OBJECTIVE. The purpose of this perspective is to describe the reliability and feasibility of methods such as direct observation of procedural skills and multisource feedback in assessment of the performance of radiology residents.
CONCLUSION. Workplace-based assessments such as direct observation of procedural skills have a role in the formative assessment of radiology residents. They can be used to evaluate residents' performance, provide feedback, and identify areas for improving performance and filling in identified gaps.
Problem Statement and Context: Postgraduate medical education and training is a dynamic field undergoing major changes around the world. The old method of learning through apprenticeship with one or more senior clinical colleagues over long working hours and observing large numbers of healthy and ill or injured patients is being challenged. Because of limits on the hours that can be worked and shorter training, as much time as possible at work must be used for learning .

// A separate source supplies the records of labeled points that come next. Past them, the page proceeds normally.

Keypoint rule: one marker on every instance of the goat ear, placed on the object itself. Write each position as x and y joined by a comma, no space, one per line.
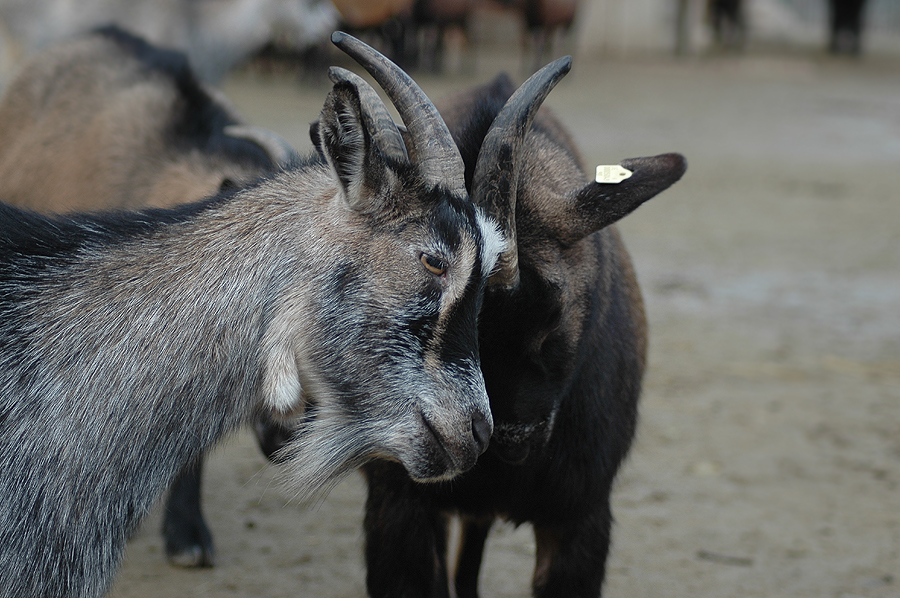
342,138
597,205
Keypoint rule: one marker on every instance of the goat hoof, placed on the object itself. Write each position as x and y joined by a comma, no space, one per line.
192,557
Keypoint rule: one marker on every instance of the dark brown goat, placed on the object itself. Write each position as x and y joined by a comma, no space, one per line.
563,341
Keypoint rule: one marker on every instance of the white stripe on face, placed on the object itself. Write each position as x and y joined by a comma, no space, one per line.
493,242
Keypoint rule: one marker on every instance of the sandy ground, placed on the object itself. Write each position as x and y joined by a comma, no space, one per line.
767,462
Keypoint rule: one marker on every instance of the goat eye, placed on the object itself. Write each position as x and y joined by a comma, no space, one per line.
435,265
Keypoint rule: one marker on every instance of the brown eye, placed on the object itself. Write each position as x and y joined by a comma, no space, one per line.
433,264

The number of residents at the radiology department at my university hospital has increased from four to six per year, and residency duration has increased from 4 to 5 years, increasing the need for an appropriate system for evaluating learning. The problem of inadequate or lack of observation of residents during the training period has been recognized. The radiology department performs a large number of imaging-guided procedures every year. On an average day, at least seven ultrasound-guided procedures are performed. In a week's rotation, residents are given an opportunity to perform as many procedures as possible according to their level of residency training. Continual assessment, both formative and summative, is needed to meet the objective of ensuring clinical competence. Direct observation of procedural skills is a method that can have a role in the formative assessment of radiology residents. It can be used to evaluate residents' performance, provide feedback, and identify areas for improving performance and filling in identified gaps.

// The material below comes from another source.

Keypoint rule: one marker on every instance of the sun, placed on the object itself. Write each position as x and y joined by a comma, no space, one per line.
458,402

Miller's pyramid (Fig. 1) is a useful way of describing levels of competence. The steps progress from knows, which reflects applied knowledge, through knows how, which requires more than knowledge alone, and shows how, which requires an ability to show clinical competency, to does. Performance-based evaluation is the assessment of does in Miller's pyramid. Direct observation of procedural skills, developed by the Royal College of Physicians in the United Kingdom, requires an assessor to directly observe a trainee undertaking a procedure and then grade the performance of specific predetermined components of the procedure. In addition to the procedure itself, these skills include communication and the informed consent process.
Radiology differs from other specialties in many ways. Trainees are protected in their early years by working in a close apprenticeship with their supervisors. Their knowledge and skills in the workplace are assessed daily but not in a standardized way, and the findings are not formally documented.

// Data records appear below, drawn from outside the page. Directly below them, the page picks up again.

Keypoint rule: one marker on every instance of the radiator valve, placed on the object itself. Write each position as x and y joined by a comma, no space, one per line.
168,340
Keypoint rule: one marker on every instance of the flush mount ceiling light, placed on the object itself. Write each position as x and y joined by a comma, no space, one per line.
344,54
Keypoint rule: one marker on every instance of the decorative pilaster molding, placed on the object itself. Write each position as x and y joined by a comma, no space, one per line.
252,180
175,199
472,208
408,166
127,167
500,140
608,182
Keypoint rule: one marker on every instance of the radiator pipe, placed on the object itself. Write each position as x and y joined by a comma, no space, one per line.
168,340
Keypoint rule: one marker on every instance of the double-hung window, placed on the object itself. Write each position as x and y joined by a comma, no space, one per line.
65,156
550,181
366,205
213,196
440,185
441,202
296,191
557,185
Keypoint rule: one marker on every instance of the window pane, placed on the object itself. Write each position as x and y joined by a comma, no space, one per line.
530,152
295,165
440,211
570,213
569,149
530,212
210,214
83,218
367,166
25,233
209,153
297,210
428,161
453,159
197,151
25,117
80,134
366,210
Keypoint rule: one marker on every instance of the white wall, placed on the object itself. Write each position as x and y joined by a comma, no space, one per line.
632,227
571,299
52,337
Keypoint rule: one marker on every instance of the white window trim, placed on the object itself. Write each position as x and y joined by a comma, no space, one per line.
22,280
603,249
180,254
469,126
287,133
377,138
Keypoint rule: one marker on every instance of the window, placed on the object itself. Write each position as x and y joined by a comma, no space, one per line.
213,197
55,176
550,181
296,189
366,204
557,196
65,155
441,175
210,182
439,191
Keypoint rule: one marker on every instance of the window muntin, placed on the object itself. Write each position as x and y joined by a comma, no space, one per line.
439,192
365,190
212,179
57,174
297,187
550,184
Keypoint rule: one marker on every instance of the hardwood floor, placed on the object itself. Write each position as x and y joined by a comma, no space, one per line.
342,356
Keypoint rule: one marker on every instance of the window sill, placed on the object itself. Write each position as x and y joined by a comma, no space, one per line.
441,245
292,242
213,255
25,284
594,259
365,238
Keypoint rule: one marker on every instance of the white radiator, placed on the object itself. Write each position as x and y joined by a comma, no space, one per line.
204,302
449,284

Performance-based methods such as direct observation of procedural skills are ideal in the assessment of diagnostic and interventional radiologic procedures . Virtual reality simulator models can help in training and assessment of the core skills of interventional radiology and reduce the time required for achieving and maintaining competence. A number of vascular interventional radiology visual simulators and some visceral interventional radiology simulators have been developed, but none has been validated. If proved reliable and valid, these simulators can be used in task analysis. Training sessions have been conducted in various workshops and radiology departments whereby an animal liver has been used for training residents in ultrasound-guided needle localization. This training is valuable for developing competence before the trainee performs a procedure on an actual patient.
Some skills, mainly visual skills related to orientation and spatial negotiation, can be taught in models, as in surgery. This method, however, has limitations in interventional radiology, which relies heavily on the sense of touch. Both patients and trainees would benefit from the use of computers to create a visual environment with devices conveying touch sensation (haptics) to realistically mimic procedures on patients . Removal of this initial experience from the clinical environment would be time efficient while improving patient safety and reducing the time taken for medical trainees to attain and maintain competence.
The reliability and feasibility of the performance of radiology resident trainees is assessed with two methods: direct observation of procedural skills and multisource feedback. The methods can yield reliable scores with appropriate sampling. The time required for direct observation of procedural skills is the duration of the procedure being assessed plus an additional one third of this time for feedback. In one study , the mean time required for each rater to complete the multisource feedback form was approximately 6 minutes. The methods are feasible and can be used to make reliable distinctions between physicians' performances. They also may be appropriate for assessing the workplace performance of other grades and specialties of physicians, aiding formative assessment. Another study  confirmed that many medical students have not been directly observed in clinical training and that those observed more often expressed more self-reported confidence. Use of assessment measures that focus on direct observation and feedback during student–patient encounters may improve students' confidence.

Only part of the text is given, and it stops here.